Translational Immunology in Environmental Medicine, Klinikum Rechts der Isar, Technical University of Munich, Munich, Germany; Technical University of Munich, Munich, Germany.
Translational Immunology, Institute of Environmental Medicine, Helmholtz Zentrum Munich, Neuherberg, Germany; Technical University of Munich, Munich, Germany.
CRISPR J. 2021 Apr;4(2):178-190. doi: 10.1089/crispr.2020.0111.

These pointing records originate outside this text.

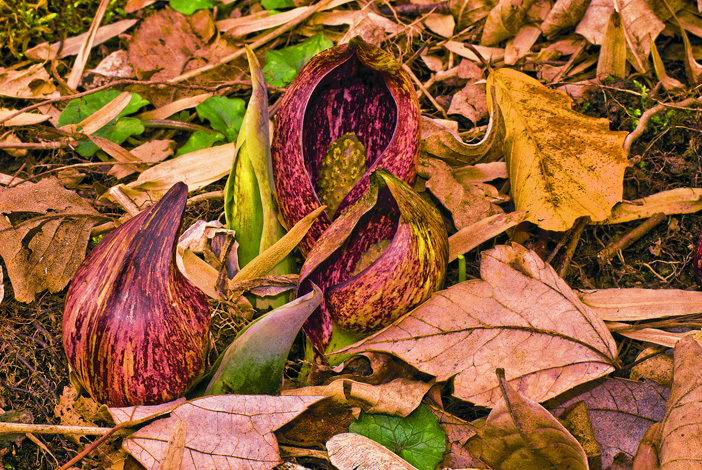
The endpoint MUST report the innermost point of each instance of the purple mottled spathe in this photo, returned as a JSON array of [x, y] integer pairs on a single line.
[[406, 274], [135, 330], [355, 87]]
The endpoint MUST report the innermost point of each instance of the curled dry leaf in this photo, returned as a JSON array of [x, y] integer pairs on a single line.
[[681, 429], [521, 435], [562, 165], [521, 316], [674, 201], [620, 411], [564, 14], [504, 21], [221, 432], [44, 251]]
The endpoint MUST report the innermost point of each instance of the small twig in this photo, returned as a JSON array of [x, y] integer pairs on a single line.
[[425, 91], [629, 238], [116, 83], [35, 145], [21, 428], [649, 113]]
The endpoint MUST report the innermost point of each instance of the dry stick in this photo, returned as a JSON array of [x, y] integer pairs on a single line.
[[21, 428], [572, 245], [116, 83], [79, 65], [649, 113], [255, 45], [630, 238], [425, 91]]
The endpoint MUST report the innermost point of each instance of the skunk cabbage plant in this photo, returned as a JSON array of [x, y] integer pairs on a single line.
[[135, 330], [350, 110], [383, 256]]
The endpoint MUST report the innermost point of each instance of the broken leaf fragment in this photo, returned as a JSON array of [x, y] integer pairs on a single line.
[[224, 431], [521, 435], [562, 165]]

STAT3-hyper IgE syndrome (STAT3-HIES) is a primary immunodeficiency presenting with destructive lung disease along with other symptoms. CRISPR-Cas9-mediated adenine base editors (ABEs) have the potential to correct one of the most common STAT3-HIES causing heterozygous mutations (c.1144C>T/p.R382W). As a proof-of-concept, we successfully applied ABEs to correct p.R382W in patient fibroblasts and induced pluripotent stem cells (iPSCs). Treated primary STAT3-HIES patient fibroblasts showed a correction efficiency of 29% ± 7% without detectable off-target effects evaluated through whole-genome and high-throughput sequencing. Compared with untreated patient fibroblasts, corrected single-cell clones showed functional rescue of STAT3 signaling with significantly increased STAT3 DNA-binding activity and target gene expression of and . Patient-derived iPSCs were corrected with an efficiency of 30% ± 6% and differentiated to alveolar organoids showing preserved plasticity in treated cells. In conclusion, our results are supportive for ABE-based gene correction as a potential causative treatment of STAT3-HIES.
STAT3 高免疫球蛋白 E 综合征(STAT3-HIES)是一种原发性免疫缺陷病,表现为破坏性肺部疾病以及其他症状。CRISPR-Cas9 介导的腺嘌呤碱基编辑器(ABEs)有可能纠正最常见的 STAT3-HIES 致病杂合突变之一(c.1144C>T/p.R382W)。作为概念验证,我们成功地将 ABEs 应用于纠正患者成纤维细胞和诱导多能干细胞(iPSCs)中的 p.R382W。经处理的原发性 STAT3-HIES 患者成纤维细胞的校正效率为 29%±7%,通过全基因组和高通量测序评估未发现可检测的脱靶效应。与未经处理的患者成纤维细胞相比,经校正的单细胞克隆显示 STAT3 信号的功能恢复,STAT3 DNA 结合活性和靶基因的表达显著增加。患者来源的 iPSCs 的校正效率为 30%±6%,并分化为肺泡类器官,显示出治疗细胞中保留的可塑性。总之,我们的结果支持基于 ABE 的基因校正作为 STAT3-HIES 的潜在因果治疗方法。